# COMPARISON AND PERFORMANCE ANALYSIS OF CACHE COHERENCE PROTOCOL USING GEM5 SIMULATOR

### **Team #6:**

Manish Rudra Vijayakumar,

Madhan Vibeeshanan,

Keerthana Sharon Kannan

#### **Abstract**

Cache coherence is important as two or more cores sharing the same data must maintain the recent updated value to avoid reading old value. This maintains consistency between multi-cores in a shared memory. We have made a study of existing cache coherence methods, such as Snoopy coherence technique and Directory coherence technique. Snoopy coherence technique is studied with the help of MOESI coherence protocol and Directory coherence technique is observed with the help of MI, MESI TWO LEVEL, MESI THREE LEVEL, MOESI, and MOESI TOKEN coherence protocol. We have used GEM5 simulator and Spec 2017 benchmark to compare their performance. For simulation a precompiled program called MemTest, Ruby random tester, and Spec 2017 suite is used. We observed the performance through varying parameters like, cache size, block size and associativity.

#### Introduction

Computers are becoming a part of our lives. Everybody requires a fast computer. This was achieved by increasing the processor's frequency. Recent processors have high performance and high power. In terms of high performance, Increasing the number of cores plays an important role as well. Thus most of the computers are using multiprocessors with shared memory. Consistency and coherence are two essential features required for Shared memory multiprocessors. Employing this shared memory creates a problem of Cache coherence. Cache coherence is defined as an issue when two different cores can have two different values for the same location. This is possible when there is a separate cache memory for each processor. This happens when other processors do not get any update from a writing processor. This problem might lead to another category of cache miss called coherence miss along with compulsory, capacity and conflict misses.
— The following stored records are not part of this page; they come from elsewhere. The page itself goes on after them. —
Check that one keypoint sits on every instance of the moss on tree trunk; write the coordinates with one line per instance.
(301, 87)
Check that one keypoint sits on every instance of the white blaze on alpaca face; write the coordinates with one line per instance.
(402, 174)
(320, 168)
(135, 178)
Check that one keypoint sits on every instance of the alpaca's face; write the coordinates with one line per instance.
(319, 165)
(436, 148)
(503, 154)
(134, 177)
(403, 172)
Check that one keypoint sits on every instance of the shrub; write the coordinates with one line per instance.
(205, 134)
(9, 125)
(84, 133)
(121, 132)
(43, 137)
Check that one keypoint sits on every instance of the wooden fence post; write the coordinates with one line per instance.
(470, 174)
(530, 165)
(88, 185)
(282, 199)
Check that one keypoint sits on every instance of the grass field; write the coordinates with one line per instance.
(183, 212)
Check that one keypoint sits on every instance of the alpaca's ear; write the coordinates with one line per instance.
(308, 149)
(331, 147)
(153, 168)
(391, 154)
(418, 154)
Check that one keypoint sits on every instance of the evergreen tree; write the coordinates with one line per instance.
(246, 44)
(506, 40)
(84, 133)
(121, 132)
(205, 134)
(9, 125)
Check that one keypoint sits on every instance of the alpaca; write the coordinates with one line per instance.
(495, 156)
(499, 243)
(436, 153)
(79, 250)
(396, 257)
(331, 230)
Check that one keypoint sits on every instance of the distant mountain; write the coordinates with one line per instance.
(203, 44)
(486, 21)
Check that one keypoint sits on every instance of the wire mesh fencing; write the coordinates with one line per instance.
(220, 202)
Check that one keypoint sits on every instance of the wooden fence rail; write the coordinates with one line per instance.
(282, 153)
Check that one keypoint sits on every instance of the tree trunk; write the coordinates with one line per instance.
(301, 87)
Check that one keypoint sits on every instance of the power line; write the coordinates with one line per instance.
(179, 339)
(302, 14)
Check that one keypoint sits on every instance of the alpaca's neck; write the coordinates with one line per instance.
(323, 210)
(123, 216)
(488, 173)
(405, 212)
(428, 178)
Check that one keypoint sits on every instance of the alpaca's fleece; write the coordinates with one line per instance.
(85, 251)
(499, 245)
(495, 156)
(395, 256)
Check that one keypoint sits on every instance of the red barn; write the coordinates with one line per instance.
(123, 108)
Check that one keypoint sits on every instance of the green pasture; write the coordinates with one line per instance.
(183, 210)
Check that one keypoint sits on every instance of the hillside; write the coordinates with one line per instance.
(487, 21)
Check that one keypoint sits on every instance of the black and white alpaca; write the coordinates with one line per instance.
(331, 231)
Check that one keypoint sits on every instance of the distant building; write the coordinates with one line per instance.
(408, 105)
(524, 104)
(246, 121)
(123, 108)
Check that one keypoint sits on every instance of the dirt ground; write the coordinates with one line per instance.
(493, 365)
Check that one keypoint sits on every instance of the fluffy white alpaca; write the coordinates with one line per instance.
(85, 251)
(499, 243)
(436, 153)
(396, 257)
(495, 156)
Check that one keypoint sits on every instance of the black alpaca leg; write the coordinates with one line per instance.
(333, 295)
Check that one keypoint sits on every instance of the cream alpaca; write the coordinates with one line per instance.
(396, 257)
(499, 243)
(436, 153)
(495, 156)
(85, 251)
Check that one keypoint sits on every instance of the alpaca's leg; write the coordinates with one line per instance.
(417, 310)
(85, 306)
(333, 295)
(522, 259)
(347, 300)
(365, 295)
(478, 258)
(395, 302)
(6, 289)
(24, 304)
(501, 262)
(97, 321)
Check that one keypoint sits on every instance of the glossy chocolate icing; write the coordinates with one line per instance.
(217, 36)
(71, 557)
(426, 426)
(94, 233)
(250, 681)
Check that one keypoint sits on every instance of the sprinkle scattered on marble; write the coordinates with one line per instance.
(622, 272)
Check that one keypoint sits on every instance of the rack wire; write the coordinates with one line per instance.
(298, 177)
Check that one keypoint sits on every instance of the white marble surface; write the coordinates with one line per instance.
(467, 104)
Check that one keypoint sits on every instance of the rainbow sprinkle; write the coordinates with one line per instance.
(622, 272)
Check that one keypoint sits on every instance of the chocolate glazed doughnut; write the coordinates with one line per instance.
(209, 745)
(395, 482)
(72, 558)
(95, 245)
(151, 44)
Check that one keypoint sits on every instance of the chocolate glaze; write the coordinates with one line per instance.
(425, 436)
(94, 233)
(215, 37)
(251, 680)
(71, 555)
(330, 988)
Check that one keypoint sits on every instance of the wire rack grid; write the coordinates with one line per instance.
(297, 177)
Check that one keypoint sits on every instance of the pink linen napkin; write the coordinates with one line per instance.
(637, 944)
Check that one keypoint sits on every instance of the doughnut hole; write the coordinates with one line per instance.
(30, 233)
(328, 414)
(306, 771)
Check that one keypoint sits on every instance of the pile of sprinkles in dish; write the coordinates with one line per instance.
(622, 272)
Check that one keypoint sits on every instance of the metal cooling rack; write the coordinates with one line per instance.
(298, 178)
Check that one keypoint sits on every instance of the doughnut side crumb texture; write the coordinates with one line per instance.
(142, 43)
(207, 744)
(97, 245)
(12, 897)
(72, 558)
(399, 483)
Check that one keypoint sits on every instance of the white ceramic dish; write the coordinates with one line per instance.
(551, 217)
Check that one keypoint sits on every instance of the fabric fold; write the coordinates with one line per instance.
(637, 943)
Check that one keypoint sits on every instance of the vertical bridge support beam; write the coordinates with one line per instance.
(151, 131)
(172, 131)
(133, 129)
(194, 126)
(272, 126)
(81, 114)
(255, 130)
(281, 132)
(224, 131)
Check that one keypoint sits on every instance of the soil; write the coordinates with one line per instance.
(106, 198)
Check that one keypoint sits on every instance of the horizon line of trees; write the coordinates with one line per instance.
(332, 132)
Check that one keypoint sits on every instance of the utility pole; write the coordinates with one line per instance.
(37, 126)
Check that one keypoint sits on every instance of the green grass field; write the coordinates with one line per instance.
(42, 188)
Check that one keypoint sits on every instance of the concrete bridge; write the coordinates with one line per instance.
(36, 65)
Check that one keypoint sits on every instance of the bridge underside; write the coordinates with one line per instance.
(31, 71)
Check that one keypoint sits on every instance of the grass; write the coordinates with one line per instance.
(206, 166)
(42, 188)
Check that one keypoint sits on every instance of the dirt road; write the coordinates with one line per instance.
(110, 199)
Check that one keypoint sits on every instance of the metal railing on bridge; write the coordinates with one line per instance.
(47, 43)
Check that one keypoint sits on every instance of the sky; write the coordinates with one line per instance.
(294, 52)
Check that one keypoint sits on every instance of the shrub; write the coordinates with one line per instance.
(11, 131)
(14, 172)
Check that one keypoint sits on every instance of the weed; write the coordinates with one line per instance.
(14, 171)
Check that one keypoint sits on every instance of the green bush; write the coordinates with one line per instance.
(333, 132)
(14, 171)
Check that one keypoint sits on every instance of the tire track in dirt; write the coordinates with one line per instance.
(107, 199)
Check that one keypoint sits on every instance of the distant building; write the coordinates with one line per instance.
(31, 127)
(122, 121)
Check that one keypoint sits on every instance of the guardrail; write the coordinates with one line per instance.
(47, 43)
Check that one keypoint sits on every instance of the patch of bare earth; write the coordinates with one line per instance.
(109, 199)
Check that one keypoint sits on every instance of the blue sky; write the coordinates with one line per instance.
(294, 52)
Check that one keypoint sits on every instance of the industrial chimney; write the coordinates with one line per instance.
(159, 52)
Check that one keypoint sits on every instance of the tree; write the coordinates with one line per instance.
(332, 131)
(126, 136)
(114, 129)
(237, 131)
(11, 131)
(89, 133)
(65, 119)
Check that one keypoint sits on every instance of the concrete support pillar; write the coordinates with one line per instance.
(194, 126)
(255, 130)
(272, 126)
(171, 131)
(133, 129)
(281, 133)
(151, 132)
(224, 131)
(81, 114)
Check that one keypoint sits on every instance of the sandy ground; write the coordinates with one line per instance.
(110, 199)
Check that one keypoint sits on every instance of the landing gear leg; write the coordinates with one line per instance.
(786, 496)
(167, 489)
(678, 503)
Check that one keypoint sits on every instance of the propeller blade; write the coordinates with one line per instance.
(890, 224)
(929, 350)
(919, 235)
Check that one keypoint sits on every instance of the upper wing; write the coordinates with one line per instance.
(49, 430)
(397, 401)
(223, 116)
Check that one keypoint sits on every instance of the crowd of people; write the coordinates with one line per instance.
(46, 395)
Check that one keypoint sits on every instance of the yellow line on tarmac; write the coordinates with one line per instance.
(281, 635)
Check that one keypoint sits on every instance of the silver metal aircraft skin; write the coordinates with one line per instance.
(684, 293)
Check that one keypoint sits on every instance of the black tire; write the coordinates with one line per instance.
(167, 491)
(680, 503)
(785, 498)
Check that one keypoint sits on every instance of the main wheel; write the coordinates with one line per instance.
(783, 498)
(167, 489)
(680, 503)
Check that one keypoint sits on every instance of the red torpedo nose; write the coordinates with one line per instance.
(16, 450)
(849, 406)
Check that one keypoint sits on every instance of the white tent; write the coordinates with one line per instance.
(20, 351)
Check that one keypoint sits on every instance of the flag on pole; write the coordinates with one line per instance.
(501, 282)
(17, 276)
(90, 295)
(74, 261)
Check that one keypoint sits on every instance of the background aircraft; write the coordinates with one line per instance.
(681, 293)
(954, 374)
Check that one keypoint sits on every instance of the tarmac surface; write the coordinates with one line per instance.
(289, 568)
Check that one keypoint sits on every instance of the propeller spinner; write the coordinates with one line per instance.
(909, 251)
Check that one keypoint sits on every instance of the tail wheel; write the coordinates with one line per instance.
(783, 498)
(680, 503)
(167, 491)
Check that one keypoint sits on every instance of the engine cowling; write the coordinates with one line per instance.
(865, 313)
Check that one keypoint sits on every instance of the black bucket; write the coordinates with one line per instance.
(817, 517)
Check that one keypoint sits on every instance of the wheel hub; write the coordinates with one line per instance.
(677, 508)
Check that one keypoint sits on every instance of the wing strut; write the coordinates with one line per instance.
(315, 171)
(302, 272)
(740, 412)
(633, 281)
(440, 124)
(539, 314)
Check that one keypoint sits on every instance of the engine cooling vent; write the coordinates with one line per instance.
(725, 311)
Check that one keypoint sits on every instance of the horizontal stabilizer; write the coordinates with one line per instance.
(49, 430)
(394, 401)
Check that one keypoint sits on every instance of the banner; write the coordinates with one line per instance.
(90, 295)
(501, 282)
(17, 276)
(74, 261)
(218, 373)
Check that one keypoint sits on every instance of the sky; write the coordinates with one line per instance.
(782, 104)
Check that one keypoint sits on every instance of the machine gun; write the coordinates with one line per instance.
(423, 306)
Cache coherence is a discipline, which ensures that the changes in the values of shared data are propagated throughout the system in a timely fashion. When a processor is said to be cache coherent processor, it means it has the most recent value for an address. There are two requirements for cache coherence. 1) Write propagation – Changes to the data in any cache must be broadcasted to other copies of that cache line in the peer caches. 2) Transaction Serialization – Reads/writes to a single memory location must be seen by all processors in the same order.

The solutions for this problem is either software based or hardware based. The software-based solution reduces the hardware complexity of cache coherence using software-programming models by using either Flush or Invalidate cache blocks shared among processors. As this is complicated, the preferable method is a hardware-based solution. The basic idea is that processors should broadcast its operation to all other processors and other processors should change the state of shared block accordingly.

The hardware-based solution is in turn categorized into a directory based, snoopy based or hybrid methods. The directory-based method makes use of a directory to keep track of the status of each block. Request generated by processors for a block directs the request to the directory containing block. Then the directory either forwards the request or serves the request depending on the state of the block. In general, it is a point-to-point communication. Thus, it has a low broadcast requirement. One drawback of this method is that it experiences storage overhead and are prone to design bugs.



Fig 1: Directory based Coherence

The second method is the Snoopy based method. This depends on all the caches which observe the bus that connects processors to memory. Whenever a processor requests its cache for a certain value, the corresponding cache controller analyses the cache memory and makes decision accordingly. In this, bus-based communication is used to broadcast the messages to other connected processors. A cache controller that is snooping the bus will be concerned only if the

observed transaction involves a block of memory that the controller holds in its cache. Through bus activity, the request/response sent by other processors is observed. The drawback of this scheme is that it is not scalable and also it creates unnecessary traffic and consumes bandwidth.



Fig 2:Snoopy based coherence

The third method is the hybrid approach, which dynamically adapts to snoopy or directory scheme based on interconnect network utilization. Either they broadcast (snoopy method) or unicast (which is the directory method) based on the availability of bandwidth.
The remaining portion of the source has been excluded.